Why Postliberalism Failed offers an indictment of one of the most consequential ideological movements reshaping American and European conservatism today. With leading politicians among its adherents and major conservative institutions captured by its agenda, postliberalism demands serious scrutiny and this book delivers it.
Drawing on deep historical research, the book traces postliberalism's intellectual roots to two traditions: an extreme papalism that subordinates all political authority to Church power, and a reactionary European tradition that explained liberal modernity through conspiracy theories blaming Jews and Freemasons for the downfall of throne and altar. These traditions fused into an ideology that powered authoritarian regimes across Europe and Latin America during the interwar years. These regimes, the actual embodiments of integralist aspirations, were marked by poverty, religious persecution, Nazi collaboration, and genocide.
Thomas D. Howes and James M. Patterson demonstrate how today's postliberals rely on these same poisoned wells. The postliberal vision of Catholic integralism, already repudiated by the Second Vatican Council, promises not a renewal of faith but empty churches and filled cemeteries.
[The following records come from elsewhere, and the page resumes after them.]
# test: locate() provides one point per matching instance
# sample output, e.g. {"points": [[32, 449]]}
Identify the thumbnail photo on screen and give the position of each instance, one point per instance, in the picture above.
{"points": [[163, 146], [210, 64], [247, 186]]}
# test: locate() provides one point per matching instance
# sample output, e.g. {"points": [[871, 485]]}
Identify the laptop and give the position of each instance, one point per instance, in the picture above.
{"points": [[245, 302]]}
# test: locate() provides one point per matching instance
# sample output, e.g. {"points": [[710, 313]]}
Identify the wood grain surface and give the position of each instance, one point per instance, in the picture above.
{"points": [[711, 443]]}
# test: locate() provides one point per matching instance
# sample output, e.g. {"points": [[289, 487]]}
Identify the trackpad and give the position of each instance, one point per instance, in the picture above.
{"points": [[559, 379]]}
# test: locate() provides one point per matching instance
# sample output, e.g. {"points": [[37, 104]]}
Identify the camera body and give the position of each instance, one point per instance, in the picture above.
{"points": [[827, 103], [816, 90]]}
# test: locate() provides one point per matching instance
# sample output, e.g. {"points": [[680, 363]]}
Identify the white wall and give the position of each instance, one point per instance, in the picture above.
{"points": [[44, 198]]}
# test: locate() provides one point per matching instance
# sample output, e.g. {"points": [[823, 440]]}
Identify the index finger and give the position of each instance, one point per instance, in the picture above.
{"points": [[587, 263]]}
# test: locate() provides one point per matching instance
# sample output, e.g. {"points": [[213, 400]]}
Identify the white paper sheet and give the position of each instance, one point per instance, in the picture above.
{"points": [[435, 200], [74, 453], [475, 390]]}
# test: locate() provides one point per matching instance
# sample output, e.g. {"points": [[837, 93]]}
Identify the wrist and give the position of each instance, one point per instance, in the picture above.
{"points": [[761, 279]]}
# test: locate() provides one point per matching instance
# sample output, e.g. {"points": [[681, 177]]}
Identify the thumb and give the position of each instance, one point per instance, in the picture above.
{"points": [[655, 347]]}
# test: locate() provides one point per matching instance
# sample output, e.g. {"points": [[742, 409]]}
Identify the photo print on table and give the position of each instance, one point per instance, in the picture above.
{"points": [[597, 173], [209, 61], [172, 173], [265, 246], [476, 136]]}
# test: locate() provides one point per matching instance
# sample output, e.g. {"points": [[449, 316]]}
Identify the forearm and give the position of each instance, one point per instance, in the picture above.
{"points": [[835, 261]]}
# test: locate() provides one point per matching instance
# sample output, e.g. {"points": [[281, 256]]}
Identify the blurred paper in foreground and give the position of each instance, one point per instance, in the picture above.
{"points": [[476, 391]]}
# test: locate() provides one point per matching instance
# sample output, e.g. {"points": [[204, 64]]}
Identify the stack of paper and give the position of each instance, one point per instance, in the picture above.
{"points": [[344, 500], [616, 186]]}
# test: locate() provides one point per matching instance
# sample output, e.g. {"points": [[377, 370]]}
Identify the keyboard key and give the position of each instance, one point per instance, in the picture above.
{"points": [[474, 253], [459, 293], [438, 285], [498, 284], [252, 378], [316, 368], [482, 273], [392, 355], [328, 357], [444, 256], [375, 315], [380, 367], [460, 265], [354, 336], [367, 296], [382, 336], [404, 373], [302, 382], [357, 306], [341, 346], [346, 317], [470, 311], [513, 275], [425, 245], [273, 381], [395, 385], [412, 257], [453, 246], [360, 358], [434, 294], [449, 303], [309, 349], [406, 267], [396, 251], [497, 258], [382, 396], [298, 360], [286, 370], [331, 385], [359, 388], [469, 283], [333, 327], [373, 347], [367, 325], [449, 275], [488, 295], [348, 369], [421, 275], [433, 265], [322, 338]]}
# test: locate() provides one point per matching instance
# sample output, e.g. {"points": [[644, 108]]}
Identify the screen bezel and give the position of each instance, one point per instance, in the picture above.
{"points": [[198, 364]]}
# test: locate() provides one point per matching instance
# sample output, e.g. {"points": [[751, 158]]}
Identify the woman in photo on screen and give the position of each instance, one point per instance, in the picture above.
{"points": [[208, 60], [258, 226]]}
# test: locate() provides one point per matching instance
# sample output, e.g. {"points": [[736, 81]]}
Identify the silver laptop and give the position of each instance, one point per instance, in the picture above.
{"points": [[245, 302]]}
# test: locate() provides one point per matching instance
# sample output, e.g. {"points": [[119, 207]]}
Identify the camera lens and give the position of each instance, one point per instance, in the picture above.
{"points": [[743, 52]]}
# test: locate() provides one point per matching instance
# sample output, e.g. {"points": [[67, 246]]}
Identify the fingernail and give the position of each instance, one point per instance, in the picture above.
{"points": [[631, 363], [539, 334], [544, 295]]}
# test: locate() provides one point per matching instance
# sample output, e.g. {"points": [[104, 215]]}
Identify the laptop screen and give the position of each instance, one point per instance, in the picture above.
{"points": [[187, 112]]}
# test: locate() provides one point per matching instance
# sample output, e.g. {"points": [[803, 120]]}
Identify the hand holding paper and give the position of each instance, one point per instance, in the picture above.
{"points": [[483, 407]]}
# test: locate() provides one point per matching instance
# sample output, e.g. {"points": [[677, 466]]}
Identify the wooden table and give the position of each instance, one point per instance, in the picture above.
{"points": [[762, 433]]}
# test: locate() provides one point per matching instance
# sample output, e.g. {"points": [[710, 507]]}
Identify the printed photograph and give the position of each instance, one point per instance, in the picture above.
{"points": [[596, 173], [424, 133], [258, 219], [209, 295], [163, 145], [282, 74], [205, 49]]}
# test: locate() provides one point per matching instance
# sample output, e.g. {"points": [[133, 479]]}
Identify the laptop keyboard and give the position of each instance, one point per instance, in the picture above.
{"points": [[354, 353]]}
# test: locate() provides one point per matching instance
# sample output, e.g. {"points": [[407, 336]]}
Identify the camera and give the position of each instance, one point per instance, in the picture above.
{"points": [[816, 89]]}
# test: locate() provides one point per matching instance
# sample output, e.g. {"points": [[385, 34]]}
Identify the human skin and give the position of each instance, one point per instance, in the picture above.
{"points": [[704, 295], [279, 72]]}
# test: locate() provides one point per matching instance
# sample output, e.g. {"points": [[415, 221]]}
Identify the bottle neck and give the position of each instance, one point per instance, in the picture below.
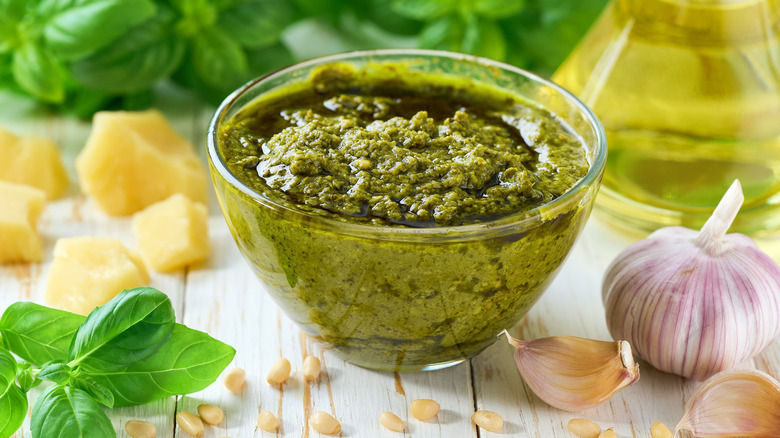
{"points": [[705, 22]]}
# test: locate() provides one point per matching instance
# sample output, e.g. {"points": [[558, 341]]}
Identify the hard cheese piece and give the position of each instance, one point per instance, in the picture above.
{"points": [[20, 208], [172, 233], [89, 271], [134, 159], [33, 161]]}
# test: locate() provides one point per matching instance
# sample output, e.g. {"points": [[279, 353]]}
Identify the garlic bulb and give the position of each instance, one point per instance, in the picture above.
{"points": [[695, 303], [734, 403], [573, 373]]}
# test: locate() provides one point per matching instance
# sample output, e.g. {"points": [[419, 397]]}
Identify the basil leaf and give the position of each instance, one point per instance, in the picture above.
{"points": [[329, 11], [13, 409], [36, 333], [38, 73], [423, 10], [256, 23], [190, 362], [135, 71], [484, 38], [218, 60], [77, 28], [98, 392], [25, 377], [13, 401], [7, 370], [56, 372], [69, 412], [11, 13], [146, 54], [443, 34], [497, 8], [129, 328]]}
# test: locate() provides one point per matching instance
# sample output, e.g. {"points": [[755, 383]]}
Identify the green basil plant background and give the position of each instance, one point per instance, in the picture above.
{"points": [[81, 56]]}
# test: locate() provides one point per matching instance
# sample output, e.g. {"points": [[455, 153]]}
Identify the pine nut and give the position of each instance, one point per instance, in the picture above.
{"points": [[210, 414], [584, 428], [324, 423], [392, 422], [311, 368], [234, 380], [140, 429], [190, 423], [424, 409], [659, 430], [267, 421], [488, 420], [609, 433], [279, 372]]}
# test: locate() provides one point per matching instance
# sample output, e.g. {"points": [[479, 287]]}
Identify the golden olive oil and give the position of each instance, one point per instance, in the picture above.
{"points": [[689, 95]]}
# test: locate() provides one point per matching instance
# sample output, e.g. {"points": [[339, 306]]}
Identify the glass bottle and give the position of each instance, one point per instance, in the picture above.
{"points": [[688, 92]]}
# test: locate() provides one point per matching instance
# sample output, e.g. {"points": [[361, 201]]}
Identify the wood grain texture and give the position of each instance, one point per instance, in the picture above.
{"points": [[223, 297]]}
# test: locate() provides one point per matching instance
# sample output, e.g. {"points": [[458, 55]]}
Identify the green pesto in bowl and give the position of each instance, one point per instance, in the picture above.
{"points": [[377, 205]]}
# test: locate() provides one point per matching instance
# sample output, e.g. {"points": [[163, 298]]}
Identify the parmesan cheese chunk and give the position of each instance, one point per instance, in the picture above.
{"points": [[20, 208], [88, 271], [33, 161], [134, 159], [172, 233]]}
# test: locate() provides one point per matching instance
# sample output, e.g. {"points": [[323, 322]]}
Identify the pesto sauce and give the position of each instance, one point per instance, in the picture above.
{"points": [[411, 155], [395, 152]]}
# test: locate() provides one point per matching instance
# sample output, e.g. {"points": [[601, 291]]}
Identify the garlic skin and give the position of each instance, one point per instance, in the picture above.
{"points": [[695, 303], [734, 403], [572, 373]]}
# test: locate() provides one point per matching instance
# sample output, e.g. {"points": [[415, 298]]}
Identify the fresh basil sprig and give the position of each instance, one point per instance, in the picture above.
{"points": [[126, 352], [13, 401]]}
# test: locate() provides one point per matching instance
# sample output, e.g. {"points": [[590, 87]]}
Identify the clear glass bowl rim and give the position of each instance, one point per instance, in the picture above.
{"points": [[512, 223]]}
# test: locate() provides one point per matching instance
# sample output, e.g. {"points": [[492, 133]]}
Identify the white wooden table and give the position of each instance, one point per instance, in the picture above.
{"points": [[225, 299]]}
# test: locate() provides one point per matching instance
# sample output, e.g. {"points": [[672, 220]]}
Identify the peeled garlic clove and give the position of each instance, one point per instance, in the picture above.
{"points": [[572, 373], [695, 303], [734, 403]]}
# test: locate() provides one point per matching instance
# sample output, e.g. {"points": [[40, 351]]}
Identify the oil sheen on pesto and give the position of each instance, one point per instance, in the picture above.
{"points": [[398, 149], [420, 154]]}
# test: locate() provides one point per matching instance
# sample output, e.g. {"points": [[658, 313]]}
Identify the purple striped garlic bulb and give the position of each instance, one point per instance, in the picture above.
{"points": [[694, 303]]}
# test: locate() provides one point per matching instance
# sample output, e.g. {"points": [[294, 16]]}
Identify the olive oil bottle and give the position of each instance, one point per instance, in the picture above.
{"points": [[688, 92]]}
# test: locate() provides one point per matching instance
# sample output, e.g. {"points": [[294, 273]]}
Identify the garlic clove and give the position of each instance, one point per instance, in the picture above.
{"points": [[572, 373], [733, 403]]}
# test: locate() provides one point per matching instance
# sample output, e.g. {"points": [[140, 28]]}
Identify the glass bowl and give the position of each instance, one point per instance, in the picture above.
{"points": [[401, 298]]}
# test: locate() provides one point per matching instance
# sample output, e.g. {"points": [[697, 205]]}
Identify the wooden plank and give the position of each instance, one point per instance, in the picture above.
{"points": [[226, 299]]}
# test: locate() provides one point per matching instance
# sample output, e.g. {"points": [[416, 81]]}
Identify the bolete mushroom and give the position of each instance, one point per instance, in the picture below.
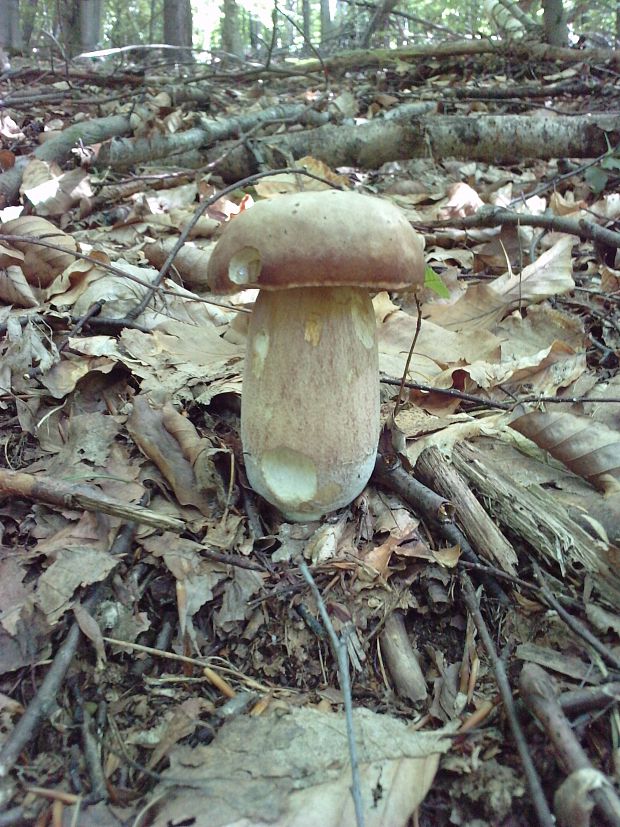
{"points": [[310, 401]]}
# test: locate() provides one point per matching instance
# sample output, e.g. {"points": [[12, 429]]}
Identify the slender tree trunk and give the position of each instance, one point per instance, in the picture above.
{"points": [[307, 24], [90, 24], [69, 19], [326, 23], [381, 12], [232, 42], [556, 29], [178, 29]]}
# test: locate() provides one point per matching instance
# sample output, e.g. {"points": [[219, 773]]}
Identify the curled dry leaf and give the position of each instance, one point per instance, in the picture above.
{"points": [[52, 191], [590, 449], [151, 426], [573, 803], [291, 769], [190, 262], [41, 264]]}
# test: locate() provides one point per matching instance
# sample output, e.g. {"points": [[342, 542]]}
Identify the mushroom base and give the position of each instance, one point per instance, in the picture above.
{"points": [[310, 402]]}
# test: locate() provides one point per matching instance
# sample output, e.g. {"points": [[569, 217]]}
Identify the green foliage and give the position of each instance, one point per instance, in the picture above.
{"points": [[434, 283]]}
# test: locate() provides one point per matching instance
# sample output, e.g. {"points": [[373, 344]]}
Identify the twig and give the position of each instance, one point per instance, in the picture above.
{"points": [[538, 694], [43, 702], [401, 660], [435, 509], [340, 651], [65, 495], [418, 327], [135, 312], [572, 622], [545, 818]]}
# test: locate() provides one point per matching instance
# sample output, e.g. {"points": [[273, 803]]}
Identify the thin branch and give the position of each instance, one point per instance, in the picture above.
{"points": [[339, 647], [545, 817]]}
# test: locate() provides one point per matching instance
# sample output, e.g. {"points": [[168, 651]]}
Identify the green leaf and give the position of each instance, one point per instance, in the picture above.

Yet this is ultimately a book of hope. By exposing postliberalism's deadly history and intellectual bankruptcy, the authors present a compelling defense of the authentic American Catholic political tradition, one that has always found in the ordered liberty of constitutional republicanism not an enemy of the faith, but its surest protector.
From the Forewords:
"This book is written especially for those young Catholics who are still open to learning-who sense that something is wrong but are willing to be shown that illiberal church-state regimes are not the solution."
Archbishop Salvatore Cordileone
Archdiocese of San Francisco
"Postliberalism failed for a reason more fundamental than bad politics or bad history, though it has plenty of both. It failed because it lacks an adequate account of human nature and civil society."